Wednesday, July 14, 2010

Man Cannot Live as a Commodity Alone

Someone asked me the other day what advice would I issue that captures the spirit of our times.  The only catch was that I couldn't just speak in parables and be all mysterious and everything.  I'm ok with temporarily suspending my reality - so here was my response...


The 'Spirit of our Times' might be different where you live but for me here now it reeks of profiteering without ethics and Weberian Corporatism.
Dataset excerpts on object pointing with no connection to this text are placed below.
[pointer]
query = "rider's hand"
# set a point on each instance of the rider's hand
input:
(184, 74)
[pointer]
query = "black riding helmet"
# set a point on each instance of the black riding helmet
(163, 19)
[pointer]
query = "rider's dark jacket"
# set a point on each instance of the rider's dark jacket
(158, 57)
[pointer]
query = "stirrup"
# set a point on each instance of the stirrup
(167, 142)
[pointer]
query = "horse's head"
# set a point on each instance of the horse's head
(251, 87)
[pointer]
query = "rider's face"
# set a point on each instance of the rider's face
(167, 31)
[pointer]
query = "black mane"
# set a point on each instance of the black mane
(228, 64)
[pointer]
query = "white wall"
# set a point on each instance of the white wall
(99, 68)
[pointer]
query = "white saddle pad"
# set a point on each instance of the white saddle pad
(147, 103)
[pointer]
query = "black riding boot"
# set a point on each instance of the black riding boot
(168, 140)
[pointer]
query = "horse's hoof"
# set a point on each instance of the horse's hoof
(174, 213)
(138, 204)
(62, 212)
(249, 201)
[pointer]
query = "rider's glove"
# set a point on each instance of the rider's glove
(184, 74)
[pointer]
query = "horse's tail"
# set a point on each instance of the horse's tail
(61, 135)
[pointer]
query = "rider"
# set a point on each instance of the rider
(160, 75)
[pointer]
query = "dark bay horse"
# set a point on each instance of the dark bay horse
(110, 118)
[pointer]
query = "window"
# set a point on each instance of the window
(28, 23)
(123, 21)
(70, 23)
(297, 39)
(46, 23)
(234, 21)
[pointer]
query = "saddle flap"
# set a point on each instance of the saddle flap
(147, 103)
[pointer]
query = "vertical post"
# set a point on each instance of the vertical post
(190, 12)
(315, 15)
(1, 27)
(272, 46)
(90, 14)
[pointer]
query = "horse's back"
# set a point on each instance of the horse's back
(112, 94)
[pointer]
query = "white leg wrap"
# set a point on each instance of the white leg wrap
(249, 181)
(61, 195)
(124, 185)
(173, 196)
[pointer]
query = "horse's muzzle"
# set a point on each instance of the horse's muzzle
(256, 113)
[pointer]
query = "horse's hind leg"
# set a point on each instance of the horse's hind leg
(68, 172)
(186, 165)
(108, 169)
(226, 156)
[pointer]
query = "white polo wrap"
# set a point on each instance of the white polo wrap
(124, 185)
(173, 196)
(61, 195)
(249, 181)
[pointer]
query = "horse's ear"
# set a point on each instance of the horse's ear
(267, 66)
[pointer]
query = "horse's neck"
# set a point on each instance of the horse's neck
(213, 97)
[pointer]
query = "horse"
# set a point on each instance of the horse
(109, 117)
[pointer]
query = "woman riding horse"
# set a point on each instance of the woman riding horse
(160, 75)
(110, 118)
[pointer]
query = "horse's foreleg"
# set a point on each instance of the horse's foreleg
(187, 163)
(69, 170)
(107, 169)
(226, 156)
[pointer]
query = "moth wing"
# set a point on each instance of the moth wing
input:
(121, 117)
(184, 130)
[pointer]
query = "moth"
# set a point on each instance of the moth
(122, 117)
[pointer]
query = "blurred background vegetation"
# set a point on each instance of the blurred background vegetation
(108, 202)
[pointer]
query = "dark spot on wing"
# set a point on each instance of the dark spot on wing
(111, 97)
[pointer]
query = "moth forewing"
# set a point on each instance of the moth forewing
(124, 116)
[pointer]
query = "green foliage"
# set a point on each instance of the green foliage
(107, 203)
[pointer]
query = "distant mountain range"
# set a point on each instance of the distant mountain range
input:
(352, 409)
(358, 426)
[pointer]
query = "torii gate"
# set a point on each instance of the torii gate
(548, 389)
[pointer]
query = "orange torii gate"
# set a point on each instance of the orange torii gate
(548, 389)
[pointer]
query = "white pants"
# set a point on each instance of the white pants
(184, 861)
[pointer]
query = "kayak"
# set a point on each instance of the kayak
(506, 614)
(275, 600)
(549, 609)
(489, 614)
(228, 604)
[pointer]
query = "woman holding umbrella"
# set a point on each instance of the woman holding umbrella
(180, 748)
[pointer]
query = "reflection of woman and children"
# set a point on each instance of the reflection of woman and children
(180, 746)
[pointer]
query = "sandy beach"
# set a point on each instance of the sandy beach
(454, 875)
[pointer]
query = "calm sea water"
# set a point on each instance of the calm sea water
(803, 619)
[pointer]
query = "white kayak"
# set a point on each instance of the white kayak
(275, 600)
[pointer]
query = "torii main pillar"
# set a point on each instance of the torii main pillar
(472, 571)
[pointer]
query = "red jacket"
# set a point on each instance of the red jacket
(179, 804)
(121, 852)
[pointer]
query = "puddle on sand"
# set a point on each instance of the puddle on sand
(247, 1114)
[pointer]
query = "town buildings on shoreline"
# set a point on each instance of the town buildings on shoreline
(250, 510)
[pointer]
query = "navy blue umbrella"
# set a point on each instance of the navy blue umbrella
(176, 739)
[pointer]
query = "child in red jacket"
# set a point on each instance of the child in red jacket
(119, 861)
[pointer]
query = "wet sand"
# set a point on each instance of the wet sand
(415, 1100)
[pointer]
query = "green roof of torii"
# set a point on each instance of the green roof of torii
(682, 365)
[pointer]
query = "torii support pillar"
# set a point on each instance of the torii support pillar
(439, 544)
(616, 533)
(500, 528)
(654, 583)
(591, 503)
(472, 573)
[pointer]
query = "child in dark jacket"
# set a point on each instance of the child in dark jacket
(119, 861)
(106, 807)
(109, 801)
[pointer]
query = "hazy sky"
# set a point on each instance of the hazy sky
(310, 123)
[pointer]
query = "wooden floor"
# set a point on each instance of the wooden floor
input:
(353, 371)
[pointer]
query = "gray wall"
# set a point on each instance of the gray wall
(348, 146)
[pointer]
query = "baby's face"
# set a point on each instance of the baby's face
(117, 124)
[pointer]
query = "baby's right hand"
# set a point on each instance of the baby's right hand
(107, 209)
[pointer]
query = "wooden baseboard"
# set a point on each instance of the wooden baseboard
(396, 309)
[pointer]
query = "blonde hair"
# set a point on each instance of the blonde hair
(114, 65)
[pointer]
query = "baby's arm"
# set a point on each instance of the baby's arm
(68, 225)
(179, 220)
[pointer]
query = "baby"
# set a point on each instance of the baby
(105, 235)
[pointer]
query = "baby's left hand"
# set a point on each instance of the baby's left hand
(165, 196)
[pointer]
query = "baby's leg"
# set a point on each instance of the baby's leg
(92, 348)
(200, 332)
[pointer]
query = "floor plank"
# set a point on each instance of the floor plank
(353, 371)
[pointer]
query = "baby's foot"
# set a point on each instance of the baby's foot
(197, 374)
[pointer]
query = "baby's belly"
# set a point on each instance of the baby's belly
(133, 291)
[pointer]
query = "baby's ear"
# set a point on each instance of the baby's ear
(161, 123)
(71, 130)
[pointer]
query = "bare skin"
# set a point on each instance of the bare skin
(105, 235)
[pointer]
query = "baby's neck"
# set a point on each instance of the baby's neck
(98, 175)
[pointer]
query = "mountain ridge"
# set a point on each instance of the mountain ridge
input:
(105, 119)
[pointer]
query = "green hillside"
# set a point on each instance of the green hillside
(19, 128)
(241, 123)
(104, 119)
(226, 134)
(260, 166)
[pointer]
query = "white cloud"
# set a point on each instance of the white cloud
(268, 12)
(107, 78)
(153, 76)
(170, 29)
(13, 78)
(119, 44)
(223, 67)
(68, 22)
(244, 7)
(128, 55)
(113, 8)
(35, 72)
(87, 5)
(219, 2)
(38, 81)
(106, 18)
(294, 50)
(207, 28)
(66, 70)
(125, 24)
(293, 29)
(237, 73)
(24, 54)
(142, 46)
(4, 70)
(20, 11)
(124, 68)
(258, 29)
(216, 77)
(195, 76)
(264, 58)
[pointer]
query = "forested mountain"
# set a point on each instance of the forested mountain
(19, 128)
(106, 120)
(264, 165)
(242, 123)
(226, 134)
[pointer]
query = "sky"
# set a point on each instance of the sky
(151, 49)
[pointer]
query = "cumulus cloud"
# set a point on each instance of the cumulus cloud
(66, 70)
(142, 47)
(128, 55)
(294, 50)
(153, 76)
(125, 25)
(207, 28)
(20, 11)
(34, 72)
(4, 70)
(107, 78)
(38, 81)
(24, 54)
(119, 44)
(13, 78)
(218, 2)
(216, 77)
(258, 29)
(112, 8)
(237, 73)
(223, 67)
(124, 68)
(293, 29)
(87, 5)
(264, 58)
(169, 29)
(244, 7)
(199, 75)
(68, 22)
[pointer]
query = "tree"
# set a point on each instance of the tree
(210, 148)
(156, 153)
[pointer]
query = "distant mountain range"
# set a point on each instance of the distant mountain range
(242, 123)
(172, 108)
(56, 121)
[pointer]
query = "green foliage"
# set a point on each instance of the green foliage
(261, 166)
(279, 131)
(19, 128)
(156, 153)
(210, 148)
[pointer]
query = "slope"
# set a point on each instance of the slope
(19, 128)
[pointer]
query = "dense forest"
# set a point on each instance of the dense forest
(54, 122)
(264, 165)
It reeks of a society where the darning mistress only focused on strengthening the social fabric where the individual gets to be economically useful to someone - whether that be as a consumer or as a worker. 

Society leaves people to take personal responsibility for the maintenance of their personal connections without truly providing sustaining, quality backup mechanisms for people to genuinely engage when they most need it.  
For the healthy and 'successful', personal responsibility alone, may sound like a fine option if you find yourself able to gorge yourself at the banquet of success. 


Too often however I speak to people who are left with a profound sense of personal loneliness and disconnection when their lives are not going so good. Our social experiment failed as far as I am concerned. The mistress forgot to darn the parts of the fabric that give balance to work and keep us connected to others in times of deep or lasting personal crisis. 

For people to be ok (even when bad things happen)  we need others - in the flesh, besides us. We need people around us who can listen to us with their hearts and talk to us with their brains. We need to have people around we feel we can trust with our vulnerabilities, and our not so socially successful parts of self.



Our society is setup to be economically focused as the social standard, with the catch of deep social isolation during the rough patches. Our families are often broken leaving two adults whose wages now maintain two households instead of one. Our elderly are left in nursing homes because being 'a carer' is not economically viable and people are too busy engaged in their economically useful lives. Blah blah blah... 

This is why men cannot live as a commodity alone.